TLP: The Dangers of Being a Little Too Impressed With Yourself
What's so difficult about enjoying a little bit of success? Maybe it's my lazy nature, but I'm pretty happy to have work, the opportunity to hang out here (as long as I behave) and enough money for what I need and a bit more for what I want (which often has to do with not behaving.)
That's why this slow implosion of Glenn Beck is curious in a way and expected in another. And also not unique: you can see the same kind of thing happening just about anywhere money and ego collide.
Here's how it hit Beck, according to the NYT:
The negotiations that led Glenn Beck to announce his departure from the Fox News Channel on Wednesday ended with an expression of “let’s part as friends,” according to several people with knowledge of the talks. But behind that moment was a torrent of acrimony that underscored just how fractious the relationship between Mr. Beck and the network had become during his three-year run on Fox.Beck used to be entertaining when he was content to be on the radio, from Florida, I think. He could tell a good story and make his listeners think. May not have been a millionaire, but no one was calling him a nut job, either. Rush Limbaugh was fun to listen to, also, back in the early Clinton years, before he started broadcasting from a mansion, overdoing it with the hillbilly heroin and taking creepy island excursions. Somehow, all that stuff became necessary, in sort of the same way Beck felt compelled to publish a pile of preachy books and take to the Lincoln Memorial.

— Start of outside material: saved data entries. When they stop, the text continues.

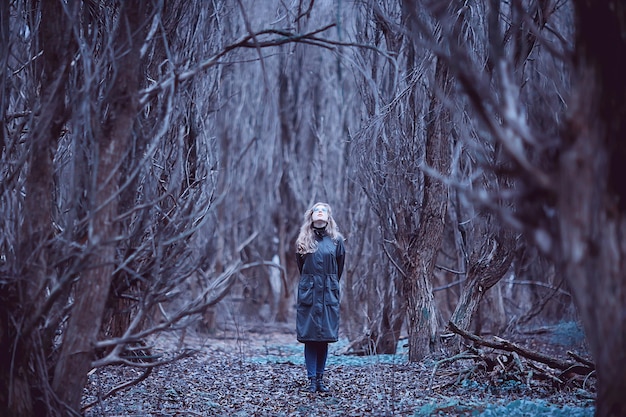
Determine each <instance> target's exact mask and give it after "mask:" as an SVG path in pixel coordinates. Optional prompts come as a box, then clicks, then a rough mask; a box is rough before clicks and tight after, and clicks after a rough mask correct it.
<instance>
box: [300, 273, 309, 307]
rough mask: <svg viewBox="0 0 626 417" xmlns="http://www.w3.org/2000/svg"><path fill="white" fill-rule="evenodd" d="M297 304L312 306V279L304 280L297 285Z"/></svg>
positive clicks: (301, 279)
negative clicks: (297, 288)
mask: <svg viewBox="0 0 626 417" xmlns="http://www.w3.org/2000/svg"><path fill="white" fill-rule="evenodd" d="M298 304H299V305H304V306H310V305H313V279H312V278H304V279H301V280H300V283H299V284H298Z"/></svg>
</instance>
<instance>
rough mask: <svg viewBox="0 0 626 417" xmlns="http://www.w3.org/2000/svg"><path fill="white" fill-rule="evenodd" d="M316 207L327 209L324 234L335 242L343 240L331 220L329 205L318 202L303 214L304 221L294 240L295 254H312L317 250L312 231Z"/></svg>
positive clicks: (331, 211) (340, 233)
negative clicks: (325, 208)
mask: <svg viewBox="0 0 626 417" xmlns="http://www.w3.org/2000/svg"><path fill="white" fill-rule="evenodd" d="M317 206H324V207H326V208H327V209H328V223H327V224H326V234H327V235H328V236H330V238H331V239H333V240H334V241H335V242H336V241H338V240H340V239H343V236H342V235H341V233H339V228H338V227H337V223H336V222H335V219H334V218H333V214H332V210H331V209H330V205H328V204H327V203H322V202H318V203H315V204H313V205H312V206H311V207H310V208H309V209H308V210H307V211H306V212H305V213H304V221H303V222H302V226H300V233H299V234H298V238H297V239H296V252H297V253H301V254H305V253H313V252H315V251H316V250H317V240H315V232H314V230H313V209H314V208H315V207H317Z"/></svg>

Mr. Beck’s official departure was preceded by conversations over a period of months with the Fox News chairman, Roger Ailes. Even as Mr. Beck and Mr. Ailes described how much they liked each other in an interview with The Associated Press, the message conveyed between the lines by both sides was that, despite ratings that would normally bring about an automatic contract renewal, this was a relationship that had grown cold — and run its course.
On Wednesday, the two sides made it official, announcing that Mr. Beck would end his top-rated show at some unspecified point later this year. His contract with Fox ends in December, but he is expected to sign off well before then.
Hired away from CNN’s Headline News in 2008, Mr. Beck found a home at Fox News, giving voice to disaffected Americans who were deeply troubled by President Obama’s election. He reached as many as three million viewers on some nights, setting time-slot records for Fox. Although his ratings have since declined — he averaged 1.9 million viewers in March — he still dominates the 5 p.m. hour among the cable news networks.
Notably, Mr. Beck became a daily broadcast platform for a libertarian strain of politics that is also evident in the Tea Party, a movement he embraced. Critics loudly condemned him for living with his own facts — but that only seemed to widen the conspiracy that he outlined each night, aided by a growing number of chalkboards in his studio.
Same kind of thing goes for Keith Olbermann. Not that he had to stay on Sports Center, but he ended up pushing it too far, too, by the time Countdown ran out and he left MSNBC for whatever it is he's got going now. Haven't paid attention; it is Twitter or some web thing? More teevee?
Like I said, nothing wrong with success. But, fuck, is it really necessary to overdo it? Give lazy a try. You just might like it.